Let $k$ be a field. Let $\bar k$ be an algebraic closure of $k$. Let $G = \mbox{Aut}(\bar k/k)$. Let $n \ge 1$ be an integer. $G$ acts on $\bar k^n$ in the obvious way. Let $V$ be an irreducible algebraic set in $\bar k^n$. Let $\sigma \in G$. It is easy to see that $\sigma(V) = \{\sigma(x)\colon x \in V\}$ is an irreducible algebraic set. Hence $G$ acts on the set of irreducible algebraic sets in $\bar k^n$.
Is the following proposition true? If yes, how do we prove it?

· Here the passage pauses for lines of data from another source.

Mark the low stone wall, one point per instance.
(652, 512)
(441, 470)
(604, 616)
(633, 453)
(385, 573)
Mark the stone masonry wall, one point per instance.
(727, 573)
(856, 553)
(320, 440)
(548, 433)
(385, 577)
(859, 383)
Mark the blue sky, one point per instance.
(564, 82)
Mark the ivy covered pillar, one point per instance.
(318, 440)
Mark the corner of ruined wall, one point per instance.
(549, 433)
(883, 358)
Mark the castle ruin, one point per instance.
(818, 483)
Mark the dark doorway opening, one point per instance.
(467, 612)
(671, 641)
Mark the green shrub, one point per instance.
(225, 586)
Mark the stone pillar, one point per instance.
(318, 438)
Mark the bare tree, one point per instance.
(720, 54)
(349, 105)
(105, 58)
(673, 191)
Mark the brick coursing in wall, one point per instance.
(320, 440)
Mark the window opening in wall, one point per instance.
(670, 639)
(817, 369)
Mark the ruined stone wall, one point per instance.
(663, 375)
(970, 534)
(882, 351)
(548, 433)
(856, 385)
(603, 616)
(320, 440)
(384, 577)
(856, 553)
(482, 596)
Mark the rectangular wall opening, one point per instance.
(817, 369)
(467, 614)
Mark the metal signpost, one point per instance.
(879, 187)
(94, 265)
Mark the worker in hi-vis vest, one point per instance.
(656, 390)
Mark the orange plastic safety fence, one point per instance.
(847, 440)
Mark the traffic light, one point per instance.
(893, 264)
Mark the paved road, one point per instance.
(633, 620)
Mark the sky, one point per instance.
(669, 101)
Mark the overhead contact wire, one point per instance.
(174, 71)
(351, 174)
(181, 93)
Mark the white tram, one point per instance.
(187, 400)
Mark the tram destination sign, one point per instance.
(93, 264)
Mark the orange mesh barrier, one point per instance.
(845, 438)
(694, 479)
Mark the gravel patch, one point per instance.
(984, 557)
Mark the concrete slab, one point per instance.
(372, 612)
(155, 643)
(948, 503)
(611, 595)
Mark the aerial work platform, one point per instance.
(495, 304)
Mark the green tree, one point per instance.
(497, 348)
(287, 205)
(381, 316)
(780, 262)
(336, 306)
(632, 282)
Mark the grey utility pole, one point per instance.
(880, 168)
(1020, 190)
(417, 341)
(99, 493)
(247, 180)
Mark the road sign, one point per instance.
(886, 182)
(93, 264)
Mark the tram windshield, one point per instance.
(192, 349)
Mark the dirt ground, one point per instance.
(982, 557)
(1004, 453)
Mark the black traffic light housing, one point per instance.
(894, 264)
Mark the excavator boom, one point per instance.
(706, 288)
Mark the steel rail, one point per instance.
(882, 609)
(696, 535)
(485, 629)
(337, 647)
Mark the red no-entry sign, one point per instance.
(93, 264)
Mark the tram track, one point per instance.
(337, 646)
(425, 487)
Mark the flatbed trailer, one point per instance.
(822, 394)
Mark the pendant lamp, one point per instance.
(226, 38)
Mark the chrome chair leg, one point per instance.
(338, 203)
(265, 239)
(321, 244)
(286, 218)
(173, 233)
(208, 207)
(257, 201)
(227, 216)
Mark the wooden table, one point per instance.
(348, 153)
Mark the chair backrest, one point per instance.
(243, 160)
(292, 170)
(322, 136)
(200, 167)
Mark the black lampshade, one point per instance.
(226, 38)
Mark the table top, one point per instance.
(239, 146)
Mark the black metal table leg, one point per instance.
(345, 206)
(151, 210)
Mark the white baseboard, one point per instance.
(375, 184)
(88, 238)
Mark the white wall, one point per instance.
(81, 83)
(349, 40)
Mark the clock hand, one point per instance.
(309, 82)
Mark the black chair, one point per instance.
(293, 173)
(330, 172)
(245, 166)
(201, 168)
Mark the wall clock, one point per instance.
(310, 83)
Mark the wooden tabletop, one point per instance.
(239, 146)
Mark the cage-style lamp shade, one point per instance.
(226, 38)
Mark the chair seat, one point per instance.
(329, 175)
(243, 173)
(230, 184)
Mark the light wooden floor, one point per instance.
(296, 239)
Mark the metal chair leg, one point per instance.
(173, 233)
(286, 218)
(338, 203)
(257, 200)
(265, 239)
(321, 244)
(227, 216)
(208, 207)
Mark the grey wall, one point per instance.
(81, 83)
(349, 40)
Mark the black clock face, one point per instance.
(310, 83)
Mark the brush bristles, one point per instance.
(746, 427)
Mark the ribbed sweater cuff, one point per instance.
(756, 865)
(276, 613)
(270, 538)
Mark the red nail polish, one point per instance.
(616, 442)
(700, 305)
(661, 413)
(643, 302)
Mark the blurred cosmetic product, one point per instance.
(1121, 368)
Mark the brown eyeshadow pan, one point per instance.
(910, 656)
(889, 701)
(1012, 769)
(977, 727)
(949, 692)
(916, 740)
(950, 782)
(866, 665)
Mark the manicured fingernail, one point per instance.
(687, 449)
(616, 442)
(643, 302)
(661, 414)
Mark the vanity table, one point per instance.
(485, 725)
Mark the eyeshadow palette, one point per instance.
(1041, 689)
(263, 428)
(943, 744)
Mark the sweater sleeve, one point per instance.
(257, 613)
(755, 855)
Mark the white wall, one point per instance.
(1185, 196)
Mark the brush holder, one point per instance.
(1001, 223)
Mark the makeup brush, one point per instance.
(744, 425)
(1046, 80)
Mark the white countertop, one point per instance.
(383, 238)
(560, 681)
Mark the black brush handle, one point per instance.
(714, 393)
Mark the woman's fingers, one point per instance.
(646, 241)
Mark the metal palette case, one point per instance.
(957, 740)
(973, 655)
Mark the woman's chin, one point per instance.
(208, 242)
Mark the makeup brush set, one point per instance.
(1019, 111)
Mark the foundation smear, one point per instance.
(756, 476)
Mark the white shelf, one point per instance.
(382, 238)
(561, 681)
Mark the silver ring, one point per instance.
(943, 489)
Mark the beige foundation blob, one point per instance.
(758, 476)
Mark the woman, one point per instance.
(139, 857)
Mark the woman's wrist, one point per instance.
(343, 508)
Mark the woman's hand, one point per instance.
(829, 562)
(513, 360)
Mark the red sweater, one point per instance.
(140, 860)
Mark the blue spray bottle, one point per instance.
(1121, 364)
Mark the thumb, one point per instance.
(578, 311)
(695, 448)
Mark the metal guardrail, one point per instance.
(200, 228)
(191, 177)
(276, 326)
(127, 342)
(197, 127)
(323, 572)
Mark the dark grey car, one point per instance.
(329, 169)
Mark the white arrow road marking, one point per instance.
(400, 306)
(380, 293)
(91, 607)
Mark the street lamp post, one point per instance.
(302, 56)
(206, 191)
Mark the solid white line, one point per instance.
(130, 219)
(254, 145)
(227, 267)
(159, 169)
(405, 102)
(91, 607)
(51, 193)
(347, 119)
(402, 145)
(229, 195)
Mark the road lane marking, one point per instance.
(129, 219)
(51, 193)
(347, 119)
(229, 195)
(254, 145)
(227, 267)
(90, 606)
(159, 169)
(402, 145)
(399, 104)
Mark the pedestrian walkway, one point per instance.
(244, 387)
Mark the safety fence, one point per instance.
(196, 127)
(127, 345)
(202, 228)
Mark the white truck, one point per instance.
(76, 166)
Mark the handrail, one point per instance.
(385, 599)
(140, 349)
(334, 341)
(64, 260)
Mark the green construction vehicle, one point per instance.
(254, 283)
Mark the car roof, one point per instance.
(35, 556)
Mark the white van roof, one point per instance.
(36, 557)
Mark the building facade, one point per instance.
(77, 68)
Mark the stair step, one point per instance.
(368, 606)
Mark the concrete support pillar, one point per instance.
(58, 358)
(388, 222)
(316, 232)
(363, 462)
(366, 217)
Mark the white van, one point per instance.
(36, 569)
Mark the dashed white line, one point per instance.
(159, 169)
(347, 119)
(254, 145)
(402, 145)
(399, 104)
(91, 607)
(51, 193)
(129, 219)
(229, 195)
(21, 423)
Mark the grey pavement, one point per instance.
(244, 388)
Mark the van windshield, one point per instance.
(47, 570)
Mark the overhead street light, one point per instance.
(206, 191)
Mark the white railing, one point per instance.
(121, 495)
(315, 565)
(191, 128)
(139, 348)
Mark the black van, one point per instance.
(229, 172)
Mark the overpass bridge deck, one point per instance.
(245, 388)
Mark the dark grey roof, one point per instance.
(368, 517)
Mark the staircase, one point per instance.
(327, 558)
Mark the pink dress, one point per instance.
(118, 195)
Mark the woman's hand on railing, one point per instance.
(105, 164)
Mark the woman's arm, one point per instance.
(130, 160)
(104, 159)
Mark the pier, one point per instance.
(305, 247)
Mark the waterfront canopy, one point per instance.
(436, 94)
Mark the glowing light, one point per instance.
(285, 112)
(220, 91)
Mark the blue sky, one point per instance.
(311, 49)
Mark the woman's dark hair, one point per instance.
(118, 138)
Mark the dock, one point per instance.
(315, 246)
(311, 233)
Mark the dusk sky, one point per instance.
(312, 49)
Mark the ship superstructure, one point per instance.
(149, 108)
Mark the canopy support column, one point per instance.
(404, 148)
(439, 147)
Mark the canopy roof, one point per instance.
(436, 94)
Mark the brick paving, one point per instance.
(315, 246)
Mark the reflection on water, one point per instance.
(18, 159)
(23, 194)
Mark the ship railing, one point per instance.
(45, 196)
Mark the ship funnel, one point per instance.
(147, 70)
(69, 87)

Proposition. Let $\mathfrak p$ be a prime ideal of the polynomial ring $k[X_1, \dots, X_n]$. Let $V$ be the algebraic set in $\bar k^n$ defined by $\mathfrak p$. Let $V_1, \dots, V_r$ be the irreducible components of $V$. Then $G$ acts transitively on the set $\{V_1, \dots, V_r\}$. Moreover, $\dim V_i = \dim k[X_1, \dots, X_n]/\mathfrak p$ for all $i$.
Conversely let $W$ be an irreducible algebraic set in $\bar k^n$. Then the $G$-orbit $\{\sigma(W)\colon \sigma \in G\}$ is finite. Let $V = \bigcup_{\sigma\in G} \sigma(W)$. Then there exists a prime ideal $\mathfrak p$ of $k[X_1, \dots, X_n]$ such that $V$ is the algebraic set defined by $\mathfrak p$.